Copyright © 2013 Weijian Cong et al. This is an open access article distributed under the Creative Commons Attribution License, which permits unrestricted use, distribution, and reproduction in any medium, provided the original work is properly cited.

Abstract

Ultrasound is currently widely used in clinical diagnosis because of its fast and safe imaging principles. As the anatomical structures present in an ultrasound image are not as clear as CT or MRI. Physicians usually need advance clinical knowledge and experience to distinguish diseased tissues. Fast simulation of ultrasound provides a cost-effective way for the training and correlation of ultrasound and the anatomic structures.
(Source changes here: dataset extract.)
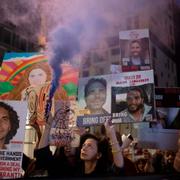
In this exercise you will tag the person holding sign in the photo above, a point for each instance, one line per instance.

In this paper, a novel method is proposed for fast simulation of ultrasound from a CT image. A multiscale method is developed to enhance tubular structures so as to simulate the blood flow. The acoustic response of common tissues is generated by weighted integration of adjacent regions on the ultrasound propagation path in the CT image, from which parameters, including attenuation, reflection, scattering, and noise, are estimated simultaneously. The thin-plate spline interpolation method is employed to transform the simulation image between polar and rectangular coordinate systems. The Kaiser window function is utilized to produce integration and radial blurring effects of multiple transducer elements. Experimental results show that the developed method is very fast and effective, allowing realistic ultrasound to be fast generated. Given that the developed method is fully automatic, it can be utilized for ultrasound guided navigation in clinical practice and for training purpose.